Weeden’s own pedagogy couldn’t be more different than the harassment he faced in his youth. He meets students’ questions with some of his own: “Have you ever seen a square bird’s nest?” Heads shake no. “I’m gonna bet we’ll never see one. Because the square is not a shape we see in nature. Look around. We’re surrounded by squares.” He gestures to our classroom, students’ notebooks, the Boston skyline. Weeden asks students to consider whether the way things are now is natural.
In Massachusetts, students learn about Native people in two main ways: through the lens of Thanksgiving and in third grade, when the Massachusetts State History Standards allocate time for a deep dive into Native history. So that’s the age group Weeden primarily works with.
But there are certain topics — like forced sterilization or King Philip’s War, one of the deadliest conflicts in New England history — that you can’t broach with young kids. “We need middle school curriculum. We need high school curriculum,” Weeden says.

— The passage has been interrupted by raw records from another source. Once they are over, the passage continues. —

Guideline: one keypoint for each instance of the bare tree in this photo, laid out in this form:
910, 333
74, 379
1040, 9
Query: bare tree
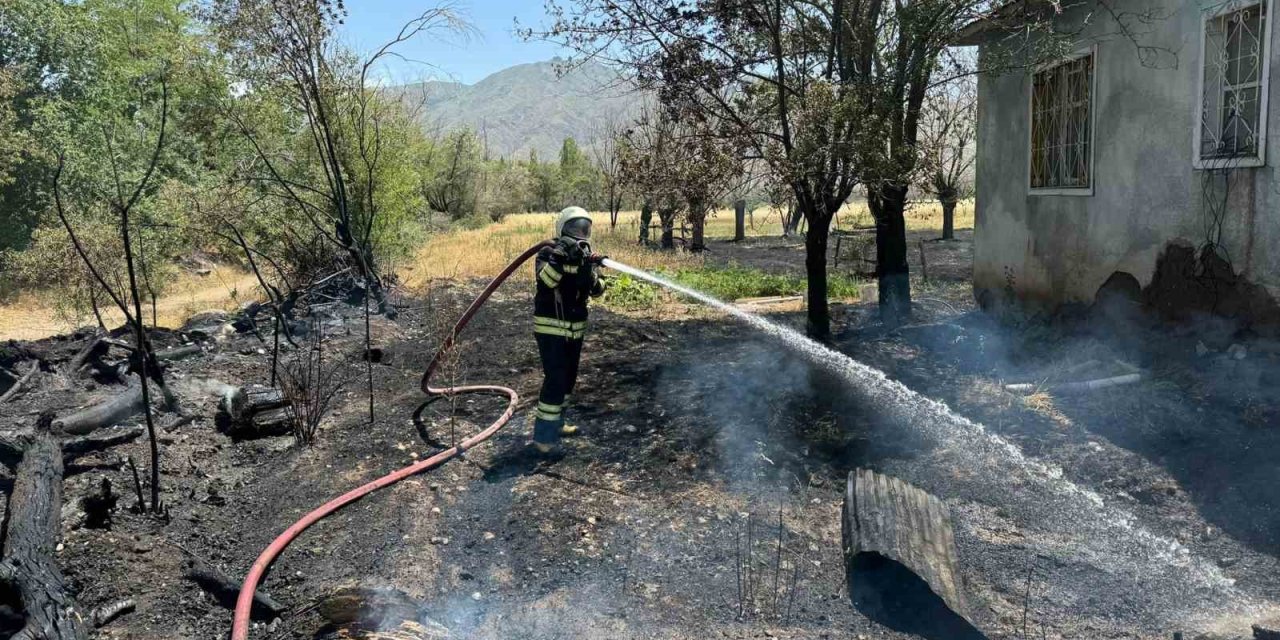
288, 49
608, 161
827, 92
681, 165
120, 201
947, 145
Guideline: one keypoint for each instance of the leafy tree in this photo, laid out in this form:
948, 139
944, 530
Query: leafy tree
451, 169
947, 145
287, 50
607, 160
828, 94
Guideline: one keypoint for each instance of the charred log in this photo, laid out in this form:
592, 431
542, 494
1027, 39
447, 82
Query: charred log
17, 387
108, 612
32, 529
92, 352
77, 447
900, 558
99, 506
246, 414
112, 411
178, 353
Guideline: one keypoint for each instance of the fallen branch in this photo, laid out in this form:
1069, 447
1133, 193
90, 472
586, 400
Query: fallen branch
77, 447
178, 352
1086, 385
108, 612
101, 415
227, 590
95, 350
17, 387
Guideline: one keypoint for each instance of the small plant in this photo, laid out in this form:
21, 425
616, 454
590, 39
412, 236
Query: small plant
735, 283
629, 293
310, 383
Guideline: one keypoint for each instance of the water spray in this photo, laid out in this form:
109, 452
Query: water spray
1107, 536
1056, 499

Story-Telling Key to Relating Native American Culture, Elders and Educators Say
For the past four years, I’ve partnered with Weeden in 10th and 11th grade English. At this age, students are deciding not only their postgraduate plans, but the values by which they will live. If students’ only in-depth exposure to Native Americans is in third grade, how can they be expected to understand Native people as adults?

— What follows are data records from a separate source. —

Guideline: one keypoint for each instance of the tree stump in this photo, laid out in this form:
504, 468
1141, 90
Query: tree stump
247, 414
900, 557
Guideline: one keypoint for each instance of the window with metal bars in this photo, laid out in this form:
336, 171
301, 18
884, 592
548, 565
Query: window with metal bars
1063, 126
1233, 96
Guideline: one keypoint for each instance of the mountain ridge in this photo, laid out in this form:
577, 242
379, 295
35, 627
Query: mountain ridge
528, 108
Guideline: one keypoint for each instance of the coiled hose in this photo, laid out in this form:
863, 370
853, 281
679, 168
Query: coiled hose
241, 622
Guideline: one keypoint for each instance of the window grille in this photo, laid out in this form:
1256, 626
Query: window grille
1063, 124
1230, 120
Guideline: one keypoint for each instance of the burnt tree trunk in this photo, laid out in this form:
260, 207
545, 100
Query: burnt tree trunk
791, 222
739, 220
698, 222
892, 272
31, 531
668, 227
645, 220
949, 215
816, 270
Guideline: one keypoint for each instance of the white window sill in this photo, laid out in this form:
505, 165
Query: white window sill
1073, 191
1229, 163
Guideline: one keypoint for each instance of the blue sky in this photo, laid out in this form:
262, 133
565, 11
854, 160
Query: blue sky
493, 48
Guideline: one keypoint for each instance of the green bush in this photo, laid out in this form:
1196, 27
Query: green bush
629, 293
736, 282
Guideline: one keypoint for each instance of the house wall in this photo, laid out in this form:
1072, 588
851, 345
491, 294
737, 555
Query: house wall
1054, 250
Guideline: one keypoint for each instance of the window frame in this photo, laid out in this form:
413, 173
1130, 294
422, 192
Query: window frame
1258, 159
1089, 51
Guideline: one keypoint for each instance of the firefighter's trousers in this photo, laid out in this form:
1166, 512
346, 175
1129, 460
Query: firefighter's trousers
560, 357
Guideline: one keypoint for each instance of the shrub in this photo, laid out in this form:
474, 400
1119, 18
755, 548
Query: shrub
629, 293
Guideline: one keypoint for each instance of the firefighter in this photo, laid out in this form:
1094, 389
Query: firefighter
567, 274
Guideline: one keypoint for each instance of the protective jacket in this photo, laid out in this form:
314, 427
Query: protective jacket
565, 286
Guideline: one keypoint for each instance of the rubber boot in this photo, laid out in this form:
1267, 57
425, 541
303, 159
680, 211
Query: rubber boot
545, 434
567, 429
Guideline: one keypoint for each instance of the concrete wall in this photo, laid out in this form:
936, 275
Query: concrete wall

“It should be every year,” Weeden says. “The key is consistency.”
Many of the students at Boston Collegiate Charter School, where I teach, have heritage outside of the U.S. — from Cape Verde to Ireland to the Dominican Republic. Many would consider their families indigenous to those places. But few claim Indigenous American heritage. So students’ final project, presenting a lesson to their peers, is an act of allyship — teaching about another culture without speaking for that group. Like There There, the project aims to expand their ideas of what it means to be Native.
One common oversight is to think of Indigenous people as a monolith, when there are so many distinct tribes. “The reason I’m a Wampanoag is because of the land that I’m on. Cape Cod is where you see the sun rise,” Weeden tells my students. “We always identify ourselves as People of the First Light. And right now, we are in Boston, home of the Massachusett tribe. People say that word, Massachusetts, without ever questioning, What does it mean? It means Great Barren Hill Place.”

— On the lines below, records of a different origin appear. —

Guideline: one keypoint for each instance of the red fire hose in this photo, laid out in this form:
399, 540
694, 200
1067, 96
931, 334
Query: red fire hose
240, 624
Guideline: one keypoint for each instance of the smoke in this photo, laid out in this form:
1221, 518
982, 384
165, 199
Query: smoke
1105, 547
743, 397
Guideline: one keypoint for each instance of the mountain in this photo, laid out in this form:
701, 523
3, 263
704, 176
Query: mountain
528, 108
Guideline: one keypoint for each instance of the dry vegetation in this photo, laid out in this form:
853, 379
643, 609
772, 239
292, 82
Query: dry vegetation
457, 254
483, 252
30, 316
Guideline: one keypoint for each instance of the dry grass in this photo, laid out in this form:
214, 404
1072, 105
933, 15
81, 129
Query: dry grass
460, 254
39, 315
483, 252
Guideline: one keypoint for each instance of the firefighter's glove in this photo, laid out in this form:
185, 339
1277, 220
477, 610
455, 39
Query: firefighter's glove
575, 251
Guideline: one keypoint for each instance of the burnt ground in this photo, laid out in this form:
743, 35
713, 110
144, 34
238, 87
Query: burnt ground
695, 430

In some other states, Native culture is more visible. In Washington State, tribes guided revision of the state history standards. Now Indigenous studies are addressed in every year of K-12 through the “Since Time Immemorial” curriculum. In the Southwest, Weeden says, “You can’t go there and not see the Navajo, the Apache, all their artwork and pottery. It’s synonymous with the culture.
“Why New England chooses to only promote colonial history…that’s something for New England to examine,” he continues. “I’m sad and disappointed for the focus to be just Thanksgiving. I don’t want to be a token add-on to that narrative.”
As an educator, I believe in not only teaching about Native history, but inviting Native speakers into my classroom. I’m grateful that my school has funded these visits. There are also low- and no-cost online resources to connect students with local tribes. But until Massachusetts and other states recognize that education about Indigenous peoples must be sustained, consistent and inclusive of living Native people, we will not be able to overcome the ignorance that characterized Weeden’s youth.
“A lot of what I was attacked for as a kid, it’s because people had no clue,” Weeden reflects. “I wouldn’t have encountered that abuse if people were taught the right things about our culture. I don’t even honestly work with Pre-K and early childhood enough — you can never start too early. It’s weird how our culture is considered so foreign even though we’re the Indigenous people of this land.”